Inspirado no romance Push, da autora norte-americana Sapphire, Precious elabora a história de amadurecimento de Claireece Precious Jones, uma garota do Harlem que com apenas 16 anos já tem vivido o pior da vida. Rejeitada no seu círculo social, motivo de piadas por sua aparência, abusada pelo próprio pai responsável por engravidá-la não uma mas duas vezes, desprezada pela mãe que a culpa por seduzi-lo, Preciosa, um nome que soa irônico pela fortuna da personagem, mostra-se tragicamente como um ser humano que vem ao mundo apenas para sofrer. Apesar de todos os males, coloca-se como excelente aluna numa escola regular, mas por conta de suas dificuldades no processo de leitura e escrita é logo enviada para um colégio que acolhe pessoas em situação de vulnerabilidade social. No novo colégio, ela então descobre que sempre há um novo dia depois da tempestade. 

Lee Daniels elabora constantemente a experiência do horror numa personagem jovem, maltratando-a, fazendo-a enfrentar situações limítrofes com postura de mulher adulta e madura. Toda vez que a vemos despida de juventude, somos cruelmente levados a vê-la não como uma menina que é, mas como alguém já em sua maturidade. E é aí que o cineasta novamente nos traz para a realidade ao revestir a protagonista em momentos de fragilidades típicas de uma adolescência, com sonhos, desejos e amores. Desse modo, o choque é ainda maior porque propositalmente são contrastadas duas realidades distintas que coabitam na mesma menina: aquela a qual ela é obrigada a viver, como mulher adulta, e aquela outra que é intrínseca a ela e a sua idade, isto é, a juventude. Uma sombra recai sobre o espectador e logo nos questionamos a razão de algumas vivências serem tão mais injustas e inviáveis que outras.

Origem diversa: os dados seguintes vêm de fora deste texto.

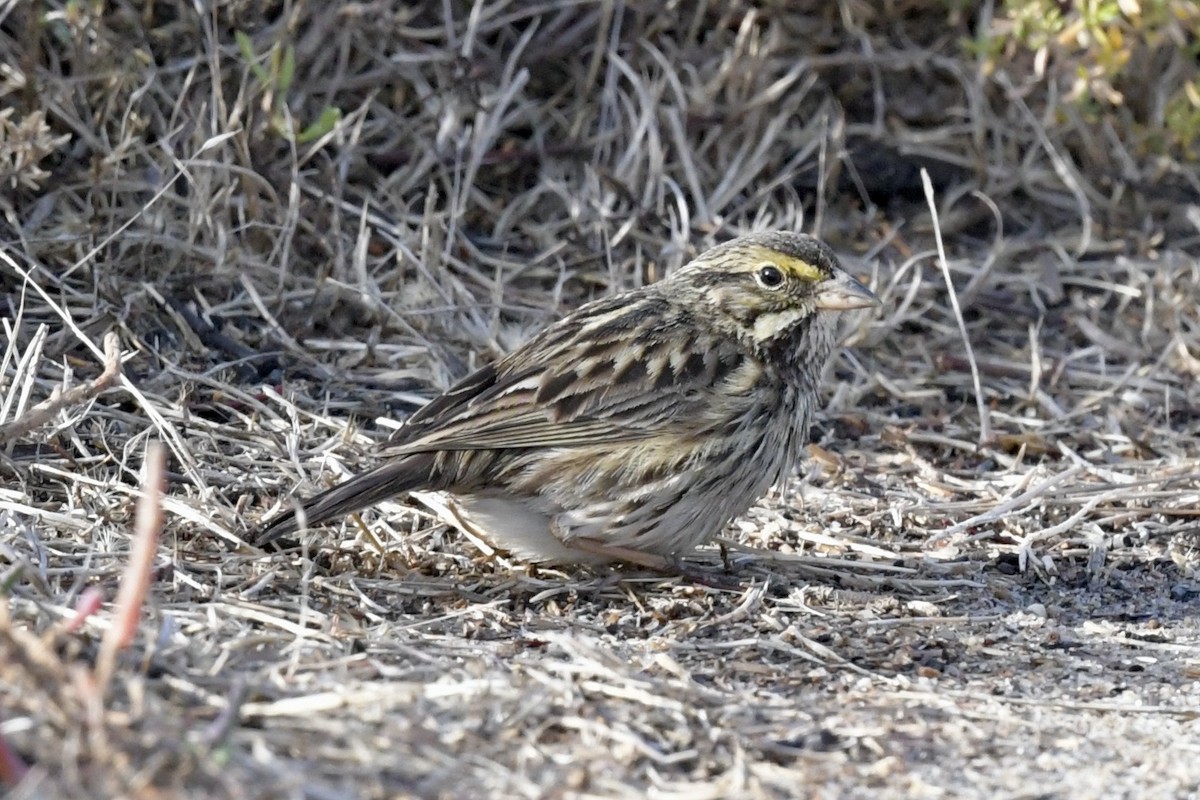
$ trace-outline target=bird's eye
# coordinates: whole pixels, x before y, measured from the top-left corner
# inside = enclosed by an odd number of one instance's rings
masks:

O nome que carrega, “Preciosa”, atua como uma espécie de ironia no sentido de ser o contrário daquilo que se é, mas ao mesmo tempo impulsiona o enredo a mostrar que a personagem também tem a sua magia, basta a oportunidade de mostrar o seu potencial. Preciosa poderia ser representada com a metáfora de um diamante não lapidado. Igualmente, o nome carrega uma sina maldita, uma espécie de tragédia anunciada num tom irônico, levando-a, assim como Antígona, a pagar pelo erro de seus pais: ela é o cabide que carrega toda uma estrutura de opressão e maldades e tem todas as suas experiências mais fundamentais enquanto ser humano arruinadas por uma formação corroída pelo ódio e desprezo dentro do núcleo familiar. 

A obra é elaborada em dois espaços essenciais: dentro e fora de casa. Em sua residência, Preciosa convive com o fantasma de um pai ausente, o qual nunca vemos em tela, senão por pequenos flashes das situações de abuso. Ausente, o pai não entra em cena e faz o papel que já estamos acostumados a presenciar. Além dele, a mãe abusiva, que a mata dia após dia com insultos inaudíveis. Dentro desse universo residencial, as cores são sempre insalubres, amareladas, escuras, opressivas, foscas, quentes, feitas para causar um efeito de desconforto e mostrar que nem sempre uma casa é um lar. 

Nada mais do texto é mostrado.